The Polish Deal: The economic consequences of the proposed new tax system
The 170th mBank-CASE seminar analyzed the potential economic effects of the proposed changes to Poland’s tax system in the New Polish Order economic plan, which the government presented in mid-May. According to its authors, the wide-ranging program planned for 2021-2030 is intended to overcome the effects of the pandemic, and in fact is a strategy of “civilizational change.” The most important points of the program in the area of tax include:
- increasing the tax-free allowance (standard deduction) to PLN 30,000
- increasing the threshold for the higher income-tax bracket to PLN 120,000 from PLN 85,000
- a PLN 50,000 tax deduction for returning emigres
- R&D tax relief for entrepreneurs and companies
- zero income tax for those who continue working after retirement age
- a change in the rules for health insurance contributions (a flat 9% of income)
- income-tax breaks for the middle class
The speakers were Marek Skawiński, director of the Finance Ministry’s Macroeconomic Policy Department; Łukasz Czernicki, the ministry’s chief economist; Dr. hab. Michał Myck, director of the Centre for Economic Analysis; Professor Paweł Wojciechowski, vice president and chief economist of Employers of Poland; and Professor Joanna Tyrowicz from the University of Warsaw.
The Finance Ministry’s representatives were the first to speak, presenting the assumptions for reform of the tax wedge. They started by presenting the main goals of the reform, naming four: increasing the labor supply, making the tax wedge more progressive, reducing the gap in health insurance contributions between different forms of employment and shrinking the shadow economy. They compared the Polish New Order’s assumptions with the current tax system. According to the ministry’s calculations, 17.7 million taxpayers will be better off under the reform, while 3.1 million will lose out. For 5.6 million taxpayers the reform should be neutral. The reform will also significantly reduce the number of people in the higher tax bracket: to 0.6 million in 2022 from 1.2 million in 2019. The ministry’s experts also talked about the assumptions of the planned “middle class tax relief, but their presentation didn’t include the details of these solutions. They then discussed the effects of the tax wedge changes for various social groups. People earning up to PLN 4,500 gross per month (PLN 6,000 for sole proprietors) will benefit, while the increased burdens will affect people who earn more than PLN 13,000 gross (PLN 6,000 for sole proprietors).
Dr. Myck began his presentation with a slightly different view of the social groups who will win or lose from the proposed tax reforms. The group with the most beneficiaries of the New Polish Order is retirees. This may contradict the main goals of the program, i.e. promoting legal employment and increasing the labor supply. One additional consequence of the proposed changes is a change in the structure of budget revenues: a drop in the take from personal income tax, with higher contributions to the NFZ national health fund. Dr. Myck also discussed what he believes the planned reform will fail to achieve: it won’t increase the amount subject to tax very significantly, it won’t broaden the tax base to include farm income and it won’t simplify the system (due to the special tax breaks). He then proposed an alternative reform, which he believes will accomplish all the goals, while also being clearer and simplifying the tax system. The purpose of this proposal was to initiate a discussion on the final shape of the tax reform.
Professor Wojciechowski spoke next, beginning his presentation by recalling an earlier plan – the Strategy for Responsible Development, announced in 2016. One of the goals of that plan was to increase the investment rate to 22-25% by 2020. Today the level is 17-18%, lower than other countries in the region, and also lower than in 2015. Professor Wojciechowski said the reason for such a low rate lies mainly in institutional factors: the complicated tax system, unpredictable laws and the tax authorities’ attitude toward business.
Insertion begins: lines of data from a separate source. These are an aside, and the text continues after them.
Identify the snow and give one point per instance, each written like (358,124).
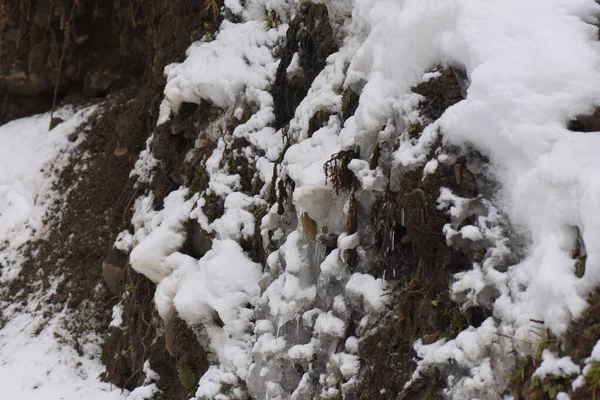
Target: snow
(222,70)
(37,357)
(553,366)
(28,157)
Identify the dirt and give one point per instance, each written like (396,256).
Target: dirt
(310,36)
(119,64)
(410,249)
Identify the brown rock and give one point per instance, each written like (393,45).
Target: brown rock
(114,277)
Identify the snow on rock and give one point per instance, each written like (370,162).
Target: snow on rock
(222,70)
(37,357)
(551,365)
(531,67)
(167,234)
(29,156)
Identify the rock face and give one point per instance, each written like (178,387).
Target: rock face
(257,243)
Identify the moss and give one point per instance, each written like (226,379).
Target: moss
(186,376)
(592,378)
(129,287)
(309,225)
(580,266)
(456,321)
(431,393)
(260,211)
(271,19)
(337,396)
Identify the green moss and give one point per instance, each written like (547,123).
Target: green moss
(271,19)
(580,266)
(456,321)
(186,376)
(337,396)
(592,378)
(260,211)
(132,352)
(129,287)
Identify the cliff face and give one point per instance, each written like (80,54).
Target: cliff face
(271,199)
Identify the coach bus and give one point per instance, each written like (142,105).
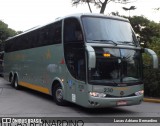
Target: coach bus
(91,60)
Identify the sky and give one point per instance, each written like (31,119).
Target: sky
(21,15)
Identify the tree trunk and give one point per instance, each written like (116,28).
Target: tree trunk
(103,7)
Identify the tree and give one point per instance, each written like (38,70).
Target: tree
(129,9)
(99,3)
(5,32)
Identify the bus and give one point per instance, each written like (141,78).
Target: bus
(92,60)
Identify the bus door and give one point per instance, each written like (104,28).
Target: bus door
(74,53)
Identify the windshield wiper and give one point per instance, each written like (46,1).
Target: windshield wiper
(105,41)
(127,42)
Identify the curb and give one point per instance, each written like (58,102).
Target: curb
(151,100)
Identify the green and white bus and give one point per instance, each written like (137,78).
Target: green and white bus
(91,60)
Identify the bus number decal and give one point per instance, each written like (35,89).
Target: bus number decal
(108,90)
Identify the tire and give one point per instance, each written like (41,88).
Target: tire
(15,83)
(11,79)
(58,95)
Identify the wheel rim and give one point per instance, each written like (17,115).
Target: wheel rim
(15,84)
(59,94)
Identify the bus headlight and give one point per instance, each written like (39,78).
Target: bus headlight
(139,92)
(96,94)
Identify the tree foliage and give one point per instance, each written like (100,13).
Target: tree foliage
(99,3)
(149,33)
(5,32)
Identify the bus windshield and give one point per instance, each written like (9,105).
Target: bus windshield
(116,66)
(108,31)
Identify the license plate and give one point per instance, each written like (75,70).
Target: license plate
(121,103)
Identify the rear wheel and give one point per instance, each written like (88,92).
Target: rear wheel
(58,95)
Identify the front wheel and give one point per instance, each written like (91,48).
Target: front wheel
(15,83)
(58,95)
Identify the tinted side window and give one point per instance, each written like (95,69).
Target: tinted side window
(48,35)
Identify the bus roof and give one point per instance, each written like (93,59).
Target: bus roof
(78,15)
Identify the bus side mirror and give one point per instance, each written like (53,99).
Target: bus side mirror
(154,57)
(91,57)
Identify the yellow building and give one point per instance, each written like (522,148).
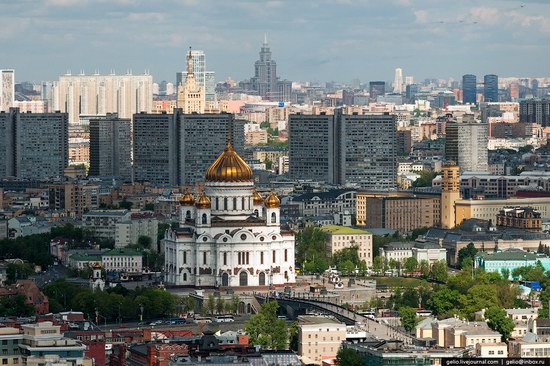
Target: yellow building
(489,209)
(319,337)
(191,98)
(340,237)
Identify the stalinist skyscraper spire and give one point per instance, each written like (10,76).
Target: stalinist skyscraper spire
(191,97)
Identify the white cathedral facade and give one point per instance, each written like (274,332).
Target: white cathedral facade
(229,236)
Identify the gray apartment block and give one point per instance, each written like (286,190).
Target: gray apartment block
(155,148)
(110,147)
(344,149)
(33,145)
(202,138)
(311,150)
(176,149)
(466,145)
(368,150)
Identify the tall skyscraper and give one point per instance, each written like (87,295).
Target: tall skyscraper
(344,149)
(7,89)
(469,89)
(398,81)
(94,95)
(175,149)
(450,193)
(206,79)
(466,145)
(110,147)
(490,88)
(191,95)
(535,111)
(33,145)
(265,82)
(376,88)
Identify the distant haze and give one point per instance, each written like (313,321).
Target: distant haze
(310,39)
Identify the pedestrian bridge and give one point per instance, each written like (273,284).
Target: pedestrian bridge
(294,306)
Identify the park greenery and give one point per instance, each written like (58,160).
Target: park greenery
(264,329)
(113,304)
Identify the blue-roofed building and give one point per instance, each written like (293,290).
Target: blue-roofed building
(509,260)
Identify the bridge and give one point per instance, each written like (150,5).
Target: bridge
(294,306)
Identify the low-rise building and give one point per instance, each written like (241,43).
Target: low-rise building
(492,350)
(398,210)
(340,237)
(319,337)
(122,260)
(103,222)
(128,232)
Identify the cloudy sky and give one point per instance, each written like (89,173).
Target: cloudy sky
(310,39)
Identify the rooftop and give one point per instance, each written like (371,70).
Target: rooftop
(343,230)
(122,252)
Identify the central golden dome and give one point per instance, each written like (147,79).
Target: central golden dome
(229,167)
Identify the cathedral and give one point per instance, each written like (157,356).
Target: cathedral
(229,236)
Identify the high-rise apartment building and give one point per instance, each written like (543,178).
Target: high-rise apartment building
(265,82)
(110,147)
(203,78)
(367,150)
(469,89)
(398,81)
(535,111)
(33,145)
(7,89)
(175,149)
(155,148)
(376,88)
(94,95)
(191,96)
(490,88)
(201,138)
(466,145)
(344,149)
(311,152)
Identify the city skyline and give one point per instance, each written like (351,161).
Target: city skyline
(409,34)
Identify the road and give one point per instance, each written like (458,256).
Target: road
(50,274)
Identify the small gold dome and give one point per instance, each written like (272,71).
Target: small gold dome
(258,200)
(203,201)
(272,201)
(187,199)
(229,167)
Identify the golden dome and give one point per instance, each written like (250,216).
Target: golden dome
(203,201)
(229,167)
(187,199)
(272,201)
(258,200)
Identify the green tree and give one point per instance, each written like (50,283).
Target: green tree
(144,241)
(348,357)
(469,251)
(411,264)
(211,304)
(498,320)
(408,318)
(265,329)
(378,264)
(443,301)
(17,271)
(424,268)
(220,305)
(439,272)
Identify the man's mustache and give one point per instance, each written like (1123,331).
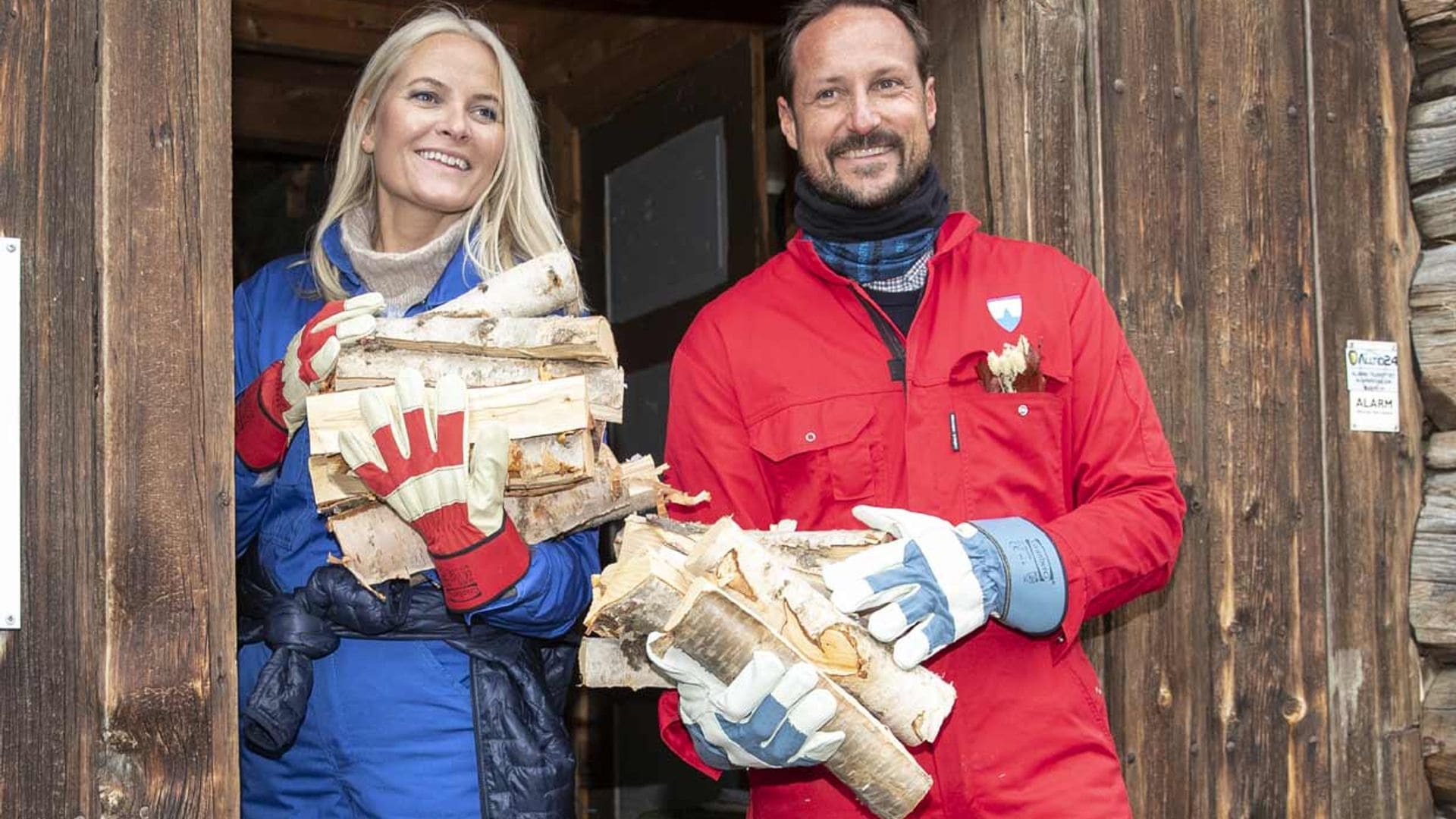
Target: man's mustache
(878,137)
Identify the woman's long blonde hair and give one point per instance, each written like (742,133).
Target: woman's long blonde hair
(522,222)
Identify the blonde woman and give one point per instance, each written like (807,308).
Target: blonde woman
(351,704)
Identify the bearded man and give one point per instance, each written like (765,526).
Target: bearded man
(974,397)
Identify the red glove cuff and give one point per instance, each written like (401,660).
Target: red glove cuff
(259,436)
(674,735)
(481,572)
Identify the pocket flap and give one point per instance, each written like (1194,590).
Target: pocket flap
(807,428)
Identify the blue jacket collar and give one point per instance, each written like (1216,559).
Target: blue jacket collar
(459,276)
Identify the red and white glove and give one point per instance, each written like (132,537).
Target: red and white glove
(271,409)
(417,463)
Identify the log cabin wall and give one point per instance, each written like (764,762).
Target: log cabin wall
(1234,172)
(1432,174)
(118,692)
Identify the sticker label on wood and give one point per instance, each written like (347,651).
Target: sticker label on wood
(11,438)
(1373,379)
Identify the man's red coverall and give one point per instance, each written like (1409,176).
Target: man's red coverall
(783,406)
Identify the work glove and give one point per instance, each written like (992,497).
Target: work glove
(937,583)
(766,717)
(417,464)
(271,410)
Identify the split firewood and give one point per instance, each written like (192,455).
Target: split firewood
(535,287)
(805,553)
(718,632)
(584,338)
(637,596)
(535,465)
(615,491)
(913,703)
(372,365)
(382,547)
(617,664)
(761,569)
(529,410)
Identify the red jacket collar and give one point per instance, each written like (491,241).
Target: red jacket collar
(954,231)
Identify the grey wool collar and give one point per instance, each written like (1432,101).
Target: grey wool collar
(402,279)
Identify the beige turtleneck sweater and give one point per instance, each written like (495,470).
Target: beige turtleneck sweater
(402,279)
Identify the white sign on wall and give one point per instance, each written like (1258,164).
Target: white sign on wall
(11,431)
(1373,379)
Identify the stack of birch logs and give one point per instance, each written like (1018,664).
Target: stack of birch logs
(721,594)
(1432,168)
(552,381)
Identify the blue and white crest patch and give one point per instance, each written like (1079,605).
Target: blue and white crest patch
(1006,311)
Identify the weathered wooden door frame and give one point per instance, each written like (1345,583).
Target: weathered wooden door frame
(120,691)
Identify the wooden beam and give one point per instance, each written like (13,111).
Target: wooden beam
(52,670)
(164,155)
(369,365)
(1366,249)
(1433,567)
(1433,334)
(1439,735)
(539,409)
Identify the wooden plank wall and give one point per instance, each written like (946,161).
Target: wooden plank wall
(1245,223)
(120,692)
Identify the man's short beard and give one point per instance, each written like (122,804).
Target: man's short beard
(837,191)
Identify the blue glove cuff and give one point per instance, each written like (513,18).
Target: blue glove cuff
(1034,598)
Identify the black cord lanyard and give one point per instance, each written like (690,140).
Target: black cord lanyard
(889,335)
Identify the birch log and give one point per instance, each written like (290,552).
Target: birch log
(584,338)
(805,553)
(913,704)
(536,287)
(535,465)
(618,664)
(382,547)
(529,410)
(721,634)
(375,365)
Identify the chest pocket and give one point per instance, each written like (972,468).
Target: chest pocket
(1012,447)
(819,453)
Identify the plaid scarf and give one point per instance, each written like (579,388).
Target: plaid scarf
(873,243)
(877,260)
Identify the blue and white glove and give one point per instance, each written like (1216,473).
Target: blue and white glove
(766,717)
(937,583)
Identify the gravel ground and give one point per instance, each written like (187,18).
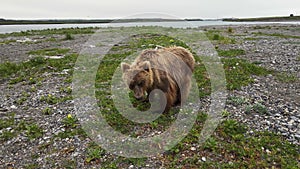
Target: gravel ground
(281,100)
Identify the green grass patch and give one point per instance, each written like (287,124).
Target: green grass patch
(5,42)
(50,32)
(49,52)
(231,52)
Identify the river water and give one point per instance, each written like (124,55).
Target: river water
(179,24)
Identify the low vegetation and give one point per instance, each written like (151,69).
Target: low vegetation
(231,146)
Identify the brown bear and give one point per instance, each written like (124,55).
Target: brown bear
(166,69)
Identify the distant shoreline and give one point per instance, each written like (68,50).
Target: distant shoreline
(86,21)
(264,19)
(104,21)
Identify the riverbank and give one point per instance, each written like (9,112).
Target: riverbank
(265,19)
(261,120)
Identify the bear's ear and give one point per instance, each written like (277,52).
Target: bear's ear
(124,67)
(146,65)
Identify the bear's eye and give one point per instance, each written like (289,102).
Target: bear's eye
(141,83)
(131,86)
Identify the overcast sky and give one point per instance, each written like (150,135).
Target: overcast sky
(115,9)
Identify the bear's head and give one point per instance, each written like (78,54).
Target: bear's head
(138,77)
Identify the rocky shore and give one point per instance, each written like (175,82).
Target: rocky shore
(270,103)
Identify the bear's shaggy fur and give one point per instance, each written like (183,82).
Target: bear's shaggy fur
(167,69)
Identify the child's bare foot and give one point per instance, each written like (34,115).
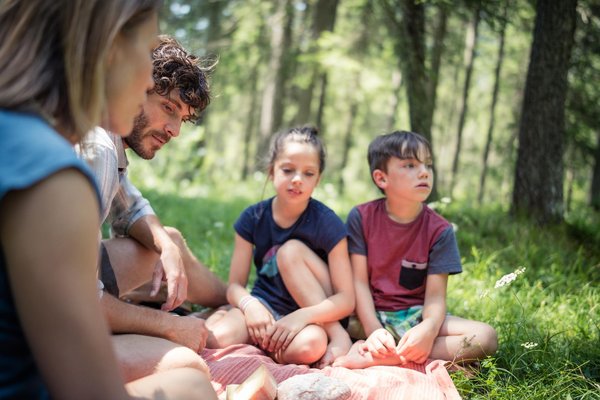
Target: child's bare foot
(358,358)
(355,358)
(337,347)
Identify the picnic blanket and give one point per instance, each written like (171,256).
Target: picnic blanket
(431,381)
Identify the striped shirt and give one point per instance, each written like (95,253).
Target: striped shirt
(122,203)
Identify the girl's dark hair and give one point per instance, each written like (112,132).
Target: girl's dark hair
(176,69)
(400,144)
(305,134)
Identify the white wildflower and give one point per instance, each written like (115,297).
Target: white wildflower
(508,278)
(529,345)
(505,280)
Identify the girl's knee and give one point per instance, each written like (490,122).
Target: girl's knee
(183,357)
(175,235)
(307,349)
(289,251)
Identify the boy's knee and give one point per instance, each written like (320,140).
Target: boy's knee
(308,352)
(288,252)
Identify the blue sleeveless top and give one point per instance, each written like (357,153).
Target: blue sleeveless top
(30,151)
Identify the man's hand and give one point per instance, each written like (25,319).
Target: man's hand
(170,268)
(187,331)
(280,334)
(380,344)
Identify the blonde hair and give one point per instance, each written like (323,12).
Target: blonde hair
(53,56)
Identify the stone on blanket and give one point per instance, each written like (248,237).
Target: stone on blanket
(312,387)
(261,385)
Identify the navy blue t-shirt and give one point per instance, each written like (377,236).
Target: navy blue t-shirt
(318,227)
(30,152)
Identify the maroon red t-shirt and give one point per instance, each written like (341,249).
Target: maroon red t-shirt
(400,256)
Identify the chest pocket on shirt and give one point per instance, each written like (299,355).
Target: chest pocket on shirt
(412,274)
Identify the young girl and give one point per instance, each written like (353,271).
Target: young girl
(304,279)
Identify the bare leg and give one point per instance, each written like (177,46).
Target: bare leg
(459,340)
(179,384)
(141,356)
(306,348)
(134,264)
(225,330)
(464,340)
(307,279)
(356,359)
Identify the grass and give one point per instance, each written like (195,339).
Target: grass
(548,318)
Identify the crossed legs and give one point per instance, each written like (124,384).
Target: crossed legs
(459,340)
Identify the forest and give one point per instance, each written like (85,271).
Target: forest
(504,89)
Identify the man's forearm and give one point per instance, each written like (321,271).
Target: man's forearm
(123,317)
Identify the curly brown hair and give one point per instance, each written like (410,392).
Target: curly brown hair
(175,68)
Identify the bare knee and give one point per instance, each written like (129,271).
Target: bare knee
(182,357)
(488,339)
(287,254)
(306,349)
(225,330)
(176,236)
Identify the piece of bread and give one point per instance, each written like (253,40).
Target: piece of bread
(313,386)
(260,385)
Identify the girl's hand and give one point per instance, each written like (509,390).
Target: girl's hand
(281,333)
(416,344)
(258,320)
(380,344)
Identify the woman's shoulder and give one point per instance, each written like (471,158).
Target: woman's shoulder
(32,150)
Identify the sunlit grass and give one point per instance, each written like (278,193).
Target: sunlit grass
(547,318)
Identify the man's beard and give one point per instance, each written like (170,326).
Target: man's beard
(134,140)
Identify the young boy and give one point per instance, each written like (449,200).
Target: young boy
(402,253)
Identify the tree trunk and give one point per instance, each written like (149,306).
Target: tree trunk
(488,142)
(439,36)
(470,52)
(394,100)
(324,14)
(273,96)
(406,19)
(595,189)
(348,135)
(539,173)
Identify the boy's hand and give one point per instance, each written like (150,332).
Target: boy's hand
(416,344)
(280,334)
(258,320)
(380,344)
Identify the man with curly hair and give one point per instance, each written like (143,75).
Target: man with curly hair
(141,250)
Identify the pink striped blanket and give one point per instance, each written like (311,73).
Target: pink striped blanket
(429,381)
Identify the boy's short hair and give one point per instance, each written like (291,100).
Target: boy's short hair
(400,144)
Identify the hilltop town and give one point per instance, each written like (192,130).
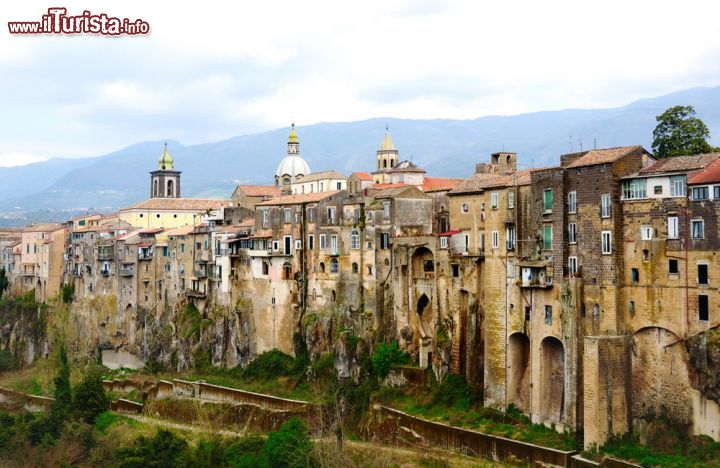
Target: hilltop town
(583,294)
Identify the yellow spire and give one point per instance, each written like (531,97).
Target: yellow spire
(292,137)
(165,162)
(387,144)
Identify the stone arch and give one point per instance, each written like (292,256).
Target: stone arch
(423,264)
(519,371)
(552,379)
(660,375)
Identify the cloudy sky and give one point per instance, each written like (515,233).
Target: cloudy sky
(215,69)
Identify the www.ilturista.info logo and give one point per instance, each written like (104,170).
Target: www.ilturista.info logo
(58,22)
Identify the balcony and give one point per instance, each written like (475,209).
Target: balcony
(195,293)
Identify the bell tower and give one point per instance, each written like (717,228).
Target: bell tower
(165,181)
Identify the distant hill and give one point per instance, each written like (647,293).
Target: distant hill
(56,188)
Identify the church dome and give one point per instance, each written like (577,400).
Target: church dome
(292,165)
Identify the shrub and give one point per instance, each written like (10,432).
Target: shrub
(165,449)
(386,356)
(90,399)
(270,364)
(289,447)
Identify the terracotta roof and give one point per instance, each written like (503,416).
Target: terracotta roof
(681,163)
(178,204)
(438,184)
(709,175)
(320,176)
(363,175)
(406,166)
(296,199)
(260,190)
(481,181)
(606,155)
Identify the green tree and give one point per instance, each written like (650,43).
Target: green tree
(679,132)
(89,398)
(4,283)
(289,447)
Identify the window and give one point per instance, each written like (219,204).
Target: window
(572,266)
(572,202)
(677,186)
(634,189)
(703,308)
(547,200)
(673,227)
(547,237)
(572,233)
(700,193)
(702,274)
(605,206)
(510,237)
(606,241)
(698,228)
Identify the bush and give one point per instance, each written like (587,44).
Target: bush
(269,365)
(386,356)
(164,450)
(290,447)
(90,399)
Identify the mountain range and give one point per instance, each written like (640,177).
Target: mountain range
(59,188)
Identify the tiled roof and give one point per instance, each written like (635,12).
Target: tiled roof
(607,155)
(681,163)
(363,176)
(481,181)
(709,175)
(260,190)
(296,199)
(438,184)
(178,204)
(320,176)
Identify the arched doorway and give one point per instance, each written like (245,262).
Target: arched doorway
(552,380)
(519,371)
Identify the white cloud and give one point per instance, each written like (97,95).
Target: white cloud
(210,71)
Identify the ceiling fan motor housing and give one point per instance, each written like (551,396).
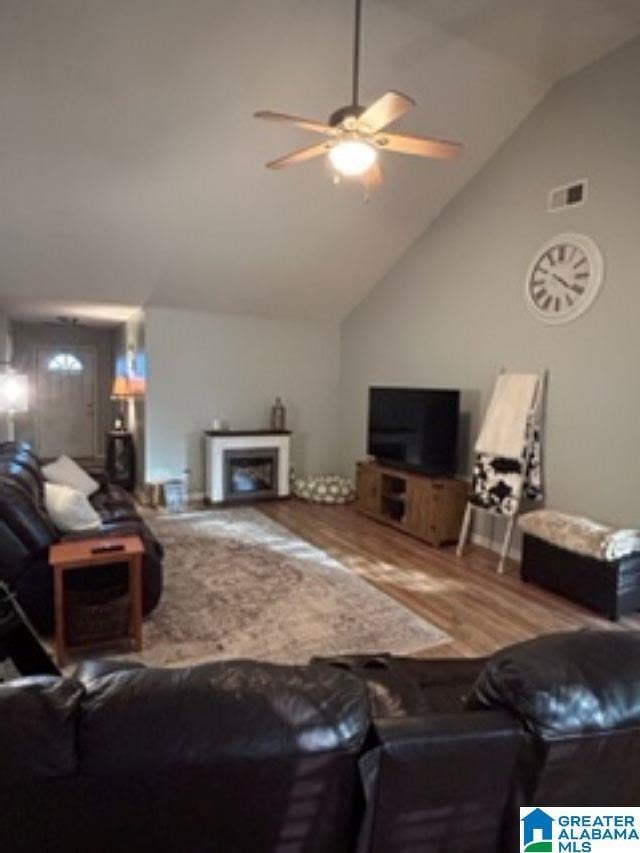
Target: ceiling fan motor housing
(352,111)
He also pointed out the problem of rule of law and judicial independence, and noted that the assumptions of the Polish New Order don’t promote investment or employment, while many of the solutions needlessly complicate the system.
Professor Joanna Tyrowicz was the last to speak. Her presentation focused on a broader problem, that of redistribution programs meant to combat poverty. She believes an honest discussion of this subject is hindered by the lack of long-term, comparable data. That also encourages poorly thought out regulation of tax amounts and brackets, and the politicization of the fight against poverty. Professor Tyrowicz pointed out that even though retirees are among the main beneficiaries of the New Polish Order, over the longer term this group is highly exposed to the problem of relative poverty. The main reason is the use of ad hoc solutions such as the so-called 13th month pension payment, without any general reforms of the pension system, particularly increasing the retirement age. Data indicate that without changes in this area, the number of retirees whose pension is below the minimum will start to approach 60% in the next few years, and later will even exceed 70%.